A lot of studies have shown that the etiology of SAT was related to viral infection such as coxsackievirus, echovirus, mumps, measles, influenza and other viruses [10, 11] because there was a flu-like syndrome before the disease onset. In our study, only 14. 44% patients had upper respiratory infection before SAT, maybe due to the blurry memory of patients and the inapparent infections. Espinoza et al. [12] have compared the diagnostic value of radioactive iodine uptake, 99 m-Tc thyroid static imaging and thyroid ultrasonography. They found both radioisotope scanning had a better correlation with the clinical diagnosis of SAT than that with thyroid ultrasonography. In our study, we used the 99 m-Tc thyroid static imaging to evaluate the thyroid uptake function instead of radioactive iodine uptake because radioactive iodine uptake needs more time (24 h) and is more complicated to operate. As reported by Frates et al. [13], the typical appearance of sonography of SAT was a patchy, poorly defined hypoechoic process that could affect a portion of one or both lobes, an entire lobe, or the entire gland. However, they also found that the sonographic findings of SAT could mimic a large nodule replacing the lobe, the changes of lymphocytic, Hashimoto’s thyroiditis, thyroid carcinoma or thyroid lymphoma, leading to the differential diagnosis became more difficult. Furthermore, sonography is a relatively subjective examination and requires experienced doctors to get analysable results. So we excluded sonography as a variable from our model. Fever is also a clinical presentation of SAT. Sometimes fever was the only clinical manifestation as reported by Dalugama [14]. But this situation is rare and fever can present in many diseases. So fever, though there was significant difference between the two groups, was not included in our regression model. Some studies have demonstrated that a higher ratio of FT3 to FT4 supported a diagnosis of Graves’ disease and a very low ratio supported a diagnosis of SAT [15, 16]. In our study, the ratio of FT3 to FT4 showed significant difference between the two groups, indicating its diagnostic value. But it’s not included in the final regression model. The reason is that the control group was not only consisted of Graves’ disease patients, the diagonsitic value of this ratio is limited.

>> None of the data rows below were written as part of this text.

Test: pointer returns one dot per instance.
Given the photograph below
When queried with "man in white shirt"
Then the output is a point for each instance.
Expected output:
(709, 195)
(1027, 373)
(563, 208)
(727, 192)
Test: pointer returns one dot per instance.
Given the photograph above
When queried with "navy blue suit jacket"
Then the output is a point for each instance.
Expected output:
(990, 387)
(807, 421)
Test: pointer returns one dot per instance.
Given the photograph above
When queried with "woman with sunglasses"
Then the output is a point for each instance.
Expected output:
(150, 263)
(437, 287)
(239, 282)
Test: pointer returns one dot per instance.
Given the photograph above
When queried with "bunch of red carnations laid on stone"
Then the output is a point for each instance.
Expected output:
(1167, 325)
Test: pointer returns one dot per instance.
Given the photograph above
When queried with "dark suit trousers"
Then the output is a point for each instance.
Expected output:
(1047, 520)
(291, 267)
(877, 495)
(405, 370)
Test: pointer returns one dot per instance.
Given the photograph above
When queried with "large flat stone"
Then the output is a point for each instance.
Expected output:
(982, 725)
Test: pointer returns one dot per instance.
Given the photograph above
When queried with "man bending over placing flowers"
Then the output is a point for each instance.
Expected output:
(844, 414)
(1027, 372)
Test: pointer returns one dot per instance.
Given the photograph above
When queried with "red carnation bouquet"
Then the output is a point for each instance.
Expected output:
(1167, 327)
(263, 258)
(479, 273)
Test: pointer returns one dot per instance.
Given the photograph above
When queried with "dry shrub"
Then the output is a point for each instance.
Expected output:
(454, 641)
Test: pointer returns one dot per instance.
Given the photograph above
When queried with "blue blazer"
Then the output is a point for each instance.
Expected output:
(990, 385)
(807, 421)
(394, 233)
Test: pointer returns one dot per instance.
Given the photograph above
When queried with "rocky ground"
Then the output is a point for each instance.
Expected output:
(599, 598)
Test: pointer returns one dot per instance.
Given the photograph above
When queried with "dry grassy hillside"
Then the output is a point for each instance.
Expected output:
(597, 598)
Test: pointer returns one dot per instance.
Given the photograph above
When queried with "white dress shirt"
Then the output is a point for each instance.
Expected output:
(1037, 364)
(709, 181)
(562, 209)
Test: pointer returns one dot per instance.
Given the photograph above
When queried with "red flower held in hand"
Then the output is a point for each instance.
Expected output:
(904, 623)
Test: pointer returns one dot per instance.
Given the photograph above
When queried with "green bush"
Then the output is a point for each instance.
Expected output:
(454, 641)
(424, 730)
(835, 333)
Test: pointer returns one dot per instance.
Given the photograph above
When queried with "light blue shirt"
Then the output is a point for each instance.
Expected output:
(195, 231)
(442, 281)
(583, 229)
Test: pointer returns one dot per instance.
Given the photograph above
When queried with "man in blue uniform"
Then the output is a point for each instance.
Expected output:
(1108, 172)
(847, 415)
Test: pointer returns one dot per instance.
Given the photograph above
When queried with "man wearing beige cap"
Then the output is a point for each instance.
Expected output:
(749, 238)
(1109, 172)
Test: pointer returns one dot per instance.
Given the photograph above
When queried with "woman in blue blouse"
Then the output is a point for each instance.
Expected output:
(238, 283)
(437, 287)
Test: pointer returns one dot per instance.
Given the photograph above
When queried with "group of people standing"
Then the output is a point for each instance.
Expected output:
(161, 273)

Our study has some limitations. First, it was a retrospective study. We could only collected data from the hospital system other than examining the patients by ourselves, which may cause the inconsistency. Second, we have excluded patients who did not perform radioisotope scanning or in pregnant or lactating women, which might lead to a selection bias. Third, our patients were all at their first attack and first visit to hospital. We were not sure if our diagnostic model was suitable for recurrent patients or treated patients. Fourth, it’s difficult to differentiate acute thyroiditis and subacute thyroiditis according to our scale. To prevent misdiagnosis, we recommend using B-ultrasound, FNC and pathogenic culture to distinguish this two diseases at this circumstance. The last but not the least, the specificity and sensitivity of our diagnostic scale were really high because we only did internal validation and obtained overoptimistic results. Therefore, external validation is needed before wider application.

Conclusions

In conclusion, we established a diagnostic scale for SAT without the need for radioisotope scanning for the first time. It is an excellent and easy way to diagnose SAT. Although it cannot fully replace radioisotope scanning, it has good application in institutions that have no access to radioisotope machines or in pregnant and lactating women.